Eric Jesse, partner in Lowenstein Sandler's Insurance Recovery Group, discusses how insurers might use policyholder statements and evidence from underlying litigation to deny their duty to defend, highlighting the importance for policyholders to act proactively and early to ensure their right to coverage is protected.
Speakers:
Eric Jesse, Partner, Insurance Recovery
READ THE TRANSCRIPT
Eric Jesse: Hi, I'm Eric Jesse, partner in Lowenstein Sandler's Insurance Recovery Group. Welcome to “In the Know.”
Today we're going to discuss insurers using evidence and policyholder statements from the underlying litigation to disclaim their duty to defend.
As if a policyholder doesn't already have enough to worry about when defending itself in an underlying case, a policyholder may also have to worry about an insurer, who is supposed to be aiding in the defense, taking the insured statements and possessions from the underlying litigation and using them against the insured in a coverage action.

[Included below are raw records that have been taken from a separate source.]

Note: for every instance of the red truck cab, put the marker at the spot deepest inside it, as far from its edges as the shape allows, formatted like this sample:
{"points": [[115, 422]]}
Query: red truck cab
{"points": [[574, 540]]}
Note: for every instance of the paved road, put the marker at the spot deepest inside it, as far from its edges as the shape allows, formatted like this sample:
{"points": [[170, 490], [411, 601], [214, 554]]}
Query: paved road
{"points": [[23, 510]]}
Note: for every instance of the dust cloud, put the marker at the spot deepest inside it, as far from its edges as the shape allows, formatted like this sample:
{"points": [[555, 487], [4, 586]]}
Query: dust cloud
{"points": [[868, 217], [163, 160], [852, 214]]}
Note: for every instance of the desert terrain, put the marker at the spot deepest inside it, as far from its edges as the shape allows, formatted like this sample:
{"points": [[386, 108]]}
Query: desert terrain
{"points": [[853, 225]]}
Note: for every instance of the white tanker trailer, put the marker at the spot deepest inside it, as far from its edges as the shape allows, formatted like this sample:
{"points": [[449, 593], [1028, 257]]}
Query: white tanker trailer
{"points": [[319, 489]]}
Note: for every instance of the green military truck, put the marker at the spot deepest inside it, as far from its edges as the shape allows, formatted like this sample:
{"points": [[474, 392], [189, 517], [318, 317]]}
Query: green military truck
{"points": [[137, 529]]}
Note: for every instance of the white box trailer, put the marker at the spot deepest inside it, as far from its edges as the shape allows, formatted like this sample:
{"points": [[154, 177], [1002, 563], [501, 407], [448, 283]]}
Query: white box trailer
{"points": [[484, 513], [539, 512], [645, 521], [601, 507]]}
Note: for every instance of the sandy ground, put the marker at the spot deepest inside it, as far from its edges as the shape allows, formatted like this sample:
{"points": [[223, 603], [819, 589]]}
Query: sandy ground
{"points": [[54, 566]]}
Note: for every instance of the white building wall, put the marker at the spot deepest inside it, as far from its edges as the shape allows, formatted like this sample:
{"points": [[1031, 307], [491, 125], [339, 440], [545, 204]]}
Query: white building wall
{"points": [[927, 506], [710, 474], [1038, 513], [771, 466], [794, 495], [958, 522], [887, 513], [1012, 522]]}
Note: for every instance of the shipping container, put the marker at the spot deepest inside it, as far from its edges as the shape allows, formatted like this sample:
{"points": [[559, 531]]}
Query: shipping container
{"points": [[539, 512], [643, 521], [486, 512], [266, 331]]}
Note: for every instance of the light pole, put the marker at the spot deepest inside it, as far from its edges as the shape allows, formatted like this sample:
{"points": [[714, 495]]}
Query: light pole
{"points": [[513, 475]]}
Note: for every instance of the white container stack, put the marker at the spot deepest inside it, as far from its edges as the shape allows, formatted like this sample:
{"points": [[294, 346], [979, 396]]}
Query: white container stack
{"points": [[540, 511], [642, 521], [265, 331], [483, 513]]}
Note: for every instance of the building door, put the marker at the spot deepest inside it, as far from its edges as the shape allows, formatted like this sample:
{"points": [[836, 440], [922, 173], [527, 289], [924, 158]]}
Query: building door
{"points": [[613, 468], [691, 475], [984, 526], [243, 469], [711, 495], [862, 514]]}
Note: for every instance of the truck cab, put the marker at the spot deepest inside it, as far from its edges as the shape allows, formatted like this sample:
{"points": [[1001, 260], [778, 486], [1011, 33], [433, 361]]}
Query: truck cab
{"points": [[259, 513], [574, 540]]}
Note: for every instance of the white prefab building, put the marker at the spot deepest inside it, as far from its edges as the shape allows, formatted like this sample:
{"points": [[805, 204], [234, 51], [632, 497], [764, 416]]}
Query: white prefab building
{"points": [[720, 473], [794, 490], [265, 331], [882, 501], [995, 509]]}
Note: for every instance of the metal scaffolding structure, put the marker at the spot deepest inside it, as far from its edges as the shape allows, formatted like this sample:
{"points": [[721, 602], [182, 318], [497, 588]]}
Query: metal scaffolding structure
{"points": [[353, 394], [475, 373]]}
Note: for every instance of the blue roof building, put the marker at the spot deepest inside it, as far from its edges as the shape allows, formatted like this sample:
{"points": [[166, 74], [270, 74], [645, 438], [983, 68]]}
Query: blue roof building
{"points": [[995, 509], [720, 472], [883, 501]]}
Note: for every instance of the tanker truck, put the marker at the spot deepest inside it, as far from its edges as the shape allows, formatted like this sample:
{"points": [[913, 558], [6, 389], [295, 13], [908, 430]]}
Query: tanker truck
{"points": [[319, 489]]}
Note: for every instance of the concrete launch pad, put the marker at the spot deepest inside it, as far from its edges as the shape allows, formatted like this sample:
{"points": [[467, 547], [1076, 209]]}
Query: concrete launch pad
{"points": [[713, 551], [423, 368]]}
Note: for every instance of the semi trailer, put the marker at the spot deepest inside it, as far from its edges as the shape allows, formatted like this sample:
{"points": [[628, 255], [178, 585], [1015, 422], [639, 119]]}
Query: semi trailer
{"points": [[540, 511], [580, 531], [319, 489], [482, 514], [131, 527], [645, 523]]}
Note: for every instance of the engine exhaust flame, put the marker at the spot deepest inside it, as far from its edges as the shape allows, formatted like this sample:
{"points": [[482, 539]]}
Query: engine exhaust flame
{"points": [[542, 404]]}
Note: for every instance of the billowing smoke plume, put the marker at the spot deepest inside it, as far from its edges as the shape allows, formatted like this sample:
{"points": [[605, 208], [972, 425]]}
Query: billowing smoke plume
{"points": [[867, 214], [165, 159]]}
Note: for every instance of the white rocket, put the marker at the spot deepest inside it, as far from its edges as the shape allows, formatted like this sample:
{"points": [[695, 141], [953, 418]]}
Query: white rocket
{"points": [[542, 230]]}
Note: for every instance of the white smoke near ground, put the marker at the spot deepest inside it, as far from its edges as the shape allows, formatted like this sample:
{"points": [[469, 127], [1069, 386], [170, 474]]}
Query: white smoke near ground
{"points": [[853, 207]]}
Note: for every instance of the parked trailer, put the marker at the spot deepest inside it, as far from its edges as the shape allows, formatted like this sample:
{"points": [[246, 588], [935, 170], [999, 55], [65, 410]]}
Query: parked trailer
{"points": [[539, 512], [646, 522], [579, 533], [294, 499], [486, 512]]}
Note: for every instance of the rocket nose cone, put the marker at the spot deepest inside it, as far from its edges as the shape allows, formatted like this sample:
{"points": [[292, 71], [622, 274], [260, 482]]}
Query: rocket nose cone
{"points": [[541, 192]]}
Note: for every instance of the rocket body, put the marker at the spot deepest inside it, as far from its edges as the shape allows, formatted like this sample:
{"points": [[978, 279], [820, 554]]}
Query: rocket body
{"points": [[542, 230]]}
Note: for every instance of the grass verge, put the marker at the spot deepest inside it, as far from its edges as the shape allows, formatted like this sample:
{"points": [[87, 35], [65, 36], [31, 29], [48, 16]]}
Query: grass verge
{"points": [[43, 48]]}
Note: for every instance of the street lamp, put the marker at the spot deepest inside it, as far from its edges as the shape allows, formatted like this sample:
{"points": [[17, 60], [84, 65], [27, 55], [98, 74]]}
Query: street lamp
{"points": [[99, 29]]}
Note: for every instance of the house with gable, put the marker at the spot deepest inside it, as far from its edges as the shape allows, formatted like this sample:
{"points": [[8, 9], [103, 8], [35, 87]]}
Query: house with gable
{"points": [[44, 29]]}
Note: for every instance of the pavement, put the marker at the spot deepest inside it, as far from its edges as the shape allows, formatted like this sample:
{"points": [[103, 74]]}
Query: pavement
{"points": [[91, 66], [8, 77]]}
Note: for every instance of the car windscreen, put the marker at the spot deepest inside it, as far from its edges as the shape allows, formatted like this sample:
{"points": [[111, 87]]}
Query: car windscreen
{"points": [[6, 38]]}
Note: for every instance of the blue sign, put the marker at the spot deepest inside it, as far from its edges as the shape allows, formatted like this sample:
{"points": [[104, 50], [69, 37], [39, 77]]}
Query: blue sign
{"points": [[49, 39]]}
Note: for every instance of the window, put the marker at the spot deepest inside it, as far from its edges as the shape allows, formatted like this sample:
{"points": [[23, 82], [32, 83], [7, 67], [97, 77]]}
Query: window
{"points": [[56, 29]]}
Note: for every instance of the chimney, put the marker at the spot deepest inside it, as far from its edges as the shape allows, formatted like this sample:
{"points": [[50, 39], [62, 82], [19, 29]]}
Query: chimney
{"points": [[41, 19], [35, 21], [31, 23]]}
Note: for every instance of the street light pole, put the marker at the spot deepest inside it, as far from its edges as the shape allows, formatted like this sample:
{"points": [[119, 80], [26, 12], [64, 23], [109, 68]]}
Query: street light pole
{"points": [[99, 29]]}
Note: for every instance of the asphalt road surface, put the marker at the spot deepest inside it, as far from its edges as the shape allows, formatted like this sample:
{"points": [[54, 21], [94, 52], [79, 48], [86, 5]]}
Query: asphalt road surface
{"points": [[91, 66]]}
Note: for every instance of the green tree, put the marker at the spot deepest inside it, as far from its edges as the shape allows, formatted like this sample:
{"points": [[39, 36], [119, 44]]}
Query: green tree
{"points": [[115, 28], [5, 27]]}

In most jurisdictions, however, the insurer's duty to defend a lawsuit is broader than its duty to indemnify a settlement or a judgment. And that defense obligation arises purely on complaint allegations and whether they potentially fall within the policy's coverage.
When an insurer denies coverage, an early coverage action and an early duty to defend motion may be necessary to establish the insurer's defense obligation from day one of the underlying lawsuit.
It is unfortunate that insurers force their policyholders to simultaneously fight on two fronts of litigation—in the underlying action and in the coverage case. A quagmire can develop when a policyholder litigates the underlying action and then later litigates the insurer's duty to defend to recover their defense costs.
When a duty to defend motion is brought at the outset of an underlying action, the court deciding the coverage action can be focused exclusively on complaint allegations. But if a policyholder waits until the underlying action has progressed or ended, insurers will inevitably try to present the court with discovery and statements from the underlying case to distract the court from the complaint allegations that triggered the duty to defend.
Even if a particular jurisdiction allows an insurer to later step away from its defense obligation because of the emergence of evidence in the underlying action, the duty to defend should at least exist from the day the complaint is filed until concrete evidence is discovered.
However, courts may nevertheless rule that there's no duty to defend at all because the court fails to delineate between the time periods when a defense obligation existed based on the complaint and later, after it no longer existed because of evidence from the underlying case.
As we often recommend on "In the Know," policyholders, right or wrong, need to be proactive to protect their rights to coverage and to prevent insurers from clouding what may otherwise be clear-cut issues.